2.2 - electrons, bonding and structure Flashcards
An electron shell is made up of atomic orbitals with the same principal quantum number, n. Within each shell, orbitals of the same type are grouped together as a sub-shell. Each sub-shell is made up of one type of atomic orbital only. So, there are s, p, d and f sub-shells. What does figure 1 show? (see page 78)
Figure 1 shows the orbitals available in the first three shells:
- each orbital is shown as a box that can hold a maximum of two electrons
- each shell gains a new type of sub-shell
The sub-shells within a shell have different energy levels. Within a shell, the sub-shell energies increase in the order s, p, d and f. Draw a diagram showing the order of these energy levels. (See figure 2 on page 78)
–diagram–
What is the set of rules for working out the election configuration called?
the Aufbau principle
The electrons in the shells of an atom are arranged as follows (include information about sub-shells):
- electrons are added, one at a time, to ‘build up’ the atom
- the lowest available energy level is filled first. You can consider this level as being closest to the nucleus
- each energy level must be full before the next, higher energy levels start to fill
Sub-shells are made up of several orbitals, each with the same energy level:
- when a sub-shell is built up with electrons, each orbital is filled singly before pairing starts
- the 4s orbital is at a slightly lower energy level than the 3d orbital. This means 4s will fill before 3d.

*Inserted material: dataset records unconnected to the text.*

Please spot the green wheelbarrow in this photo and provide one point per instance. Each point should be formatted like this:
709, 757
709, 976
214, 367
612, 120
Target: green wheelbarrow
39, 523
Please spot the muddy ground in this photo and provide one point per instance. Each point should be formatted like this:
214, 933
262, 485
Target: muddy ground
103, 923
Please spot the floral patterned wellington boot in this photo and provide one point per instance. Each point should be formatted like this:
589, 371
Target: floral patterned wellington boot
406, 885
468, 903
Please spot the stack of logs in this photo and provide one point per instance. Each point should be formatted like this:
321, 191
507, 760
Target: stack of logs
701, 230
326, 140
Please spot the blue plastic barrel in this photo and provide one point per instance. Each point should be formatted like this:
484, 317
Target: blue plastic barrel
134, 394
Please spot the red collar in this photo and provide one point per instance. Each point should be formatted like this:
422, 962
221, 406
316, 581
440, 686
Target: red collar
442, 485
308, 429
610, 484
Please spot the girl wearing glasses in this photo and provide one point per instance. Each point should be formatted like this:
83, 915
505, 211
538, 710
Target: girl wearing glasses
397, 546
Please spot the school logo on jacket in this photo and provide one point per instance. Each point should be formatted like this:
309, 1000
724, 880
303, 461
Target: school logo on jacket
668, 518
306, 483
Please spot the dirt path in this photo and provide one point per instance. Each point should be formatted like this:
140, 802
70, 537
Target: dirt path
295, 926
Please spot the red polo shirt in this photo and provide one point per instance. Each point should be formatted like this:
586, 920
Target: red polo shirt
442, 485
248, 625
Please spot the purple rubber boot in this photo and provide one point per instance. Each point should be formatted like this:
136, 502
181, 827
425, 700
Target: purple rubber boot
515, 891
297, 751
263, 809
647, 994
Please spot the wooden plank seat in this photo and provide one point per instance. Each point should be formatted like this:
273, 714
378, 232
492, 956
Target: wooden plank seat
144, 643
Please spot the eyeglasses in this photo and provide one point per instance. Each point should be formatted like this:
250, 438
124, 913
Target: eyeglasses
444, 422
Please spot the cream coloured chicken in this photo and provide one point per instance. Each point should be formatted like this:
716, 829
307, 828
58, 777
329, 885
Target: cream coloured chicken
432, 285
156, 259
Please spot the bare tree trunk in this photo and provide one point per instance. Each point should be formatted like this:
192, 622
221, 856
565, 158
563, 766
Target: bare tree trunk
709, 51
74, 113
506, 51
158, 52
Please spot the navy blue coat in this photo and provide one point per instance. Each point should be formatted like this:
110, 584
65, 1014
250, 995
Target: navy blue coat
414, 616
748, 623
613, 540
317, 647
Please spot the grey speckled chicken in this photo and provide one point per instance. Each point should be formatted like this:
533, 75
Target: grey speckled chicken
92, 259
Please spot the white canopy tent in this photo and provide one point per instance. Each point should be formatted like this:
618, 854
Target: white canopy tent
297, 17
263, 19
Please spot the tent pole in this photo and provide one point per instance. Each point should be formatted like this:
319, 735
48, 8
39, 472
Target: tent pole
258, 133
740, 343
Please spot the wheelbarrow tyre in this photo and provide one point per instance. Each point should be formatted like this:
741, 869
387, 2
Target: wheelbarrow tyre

Turn to page 79. Figure three shows how the electron configuration is built up for the elements B, C, N and O. What three things do you notice?
1) orbitals fill from the lowest energy level upwards
2) the 2p-orbitals are filled singly before pairing starts at oxygen
3) paired electrons have opposite spins
Turn to page 79. Table 1 shows the electron configurations for atoms of B, C, N and O. Notice that each occupied sub-shell is written in the form nx to the y, where:
n is the shell number
x is the type of orbital
y is the number of electrons in the orbitals making up the sub-shell
When are ions formed?
When atoms lose or gain electrons.
What will the electron configuration show when atoms are ionised to become positive ions?
If atoms are ionised to become positive ions, then the electrons found in the highest energy levels are lost first. The electron configuration will therefore show fewer electrons at the highest energy levels.
What happens to electron configuration when atoms gain electrons and become negative ions?
When atoms gain electrons and become negative ions, the extra electrons will continue to fill the sub-shells in the same way shown in table 1.
Why do elements react and bond together? (brace yourself)
Chemical reactions are often accompanied by electron transfers. Elements involved in chemical reactions will often become more stable by combining with other elements or transferring electrons. The most stable and unreactive elements are the noble gases. These elements are stable because they contain a full outer shell of electrons. Other elements react in ways that allow them to end up with the electron configuration of a noble gas. The eight electrons in the outer shell of a noble gas (except helium) are made up of two in the s-orbital and two each in the three p-orbitals. During reactions, other elements will bond with a tendency to acquire this noble gas configuration. Although other orbitals can be used for bonding, the s- and p-orbitals are perhaps the most important, especially for the formation of compounds involving the first 18 elements.
How do elements have a tendency to bond?
Elements have a tendency to bond so that they acquire a noble gas configuration. A noble gas configuration is energetically stable.
What three main types of chemical bond are there?
Ionic, covalent and metallic.
When is a compound formed?
A compound is formed when atoms of different elements are chemically bonded together. In a compound, the atoms of the different elements are always in the same proportions. For example, H2O always has two hydrogen atoms to one oxygen atom.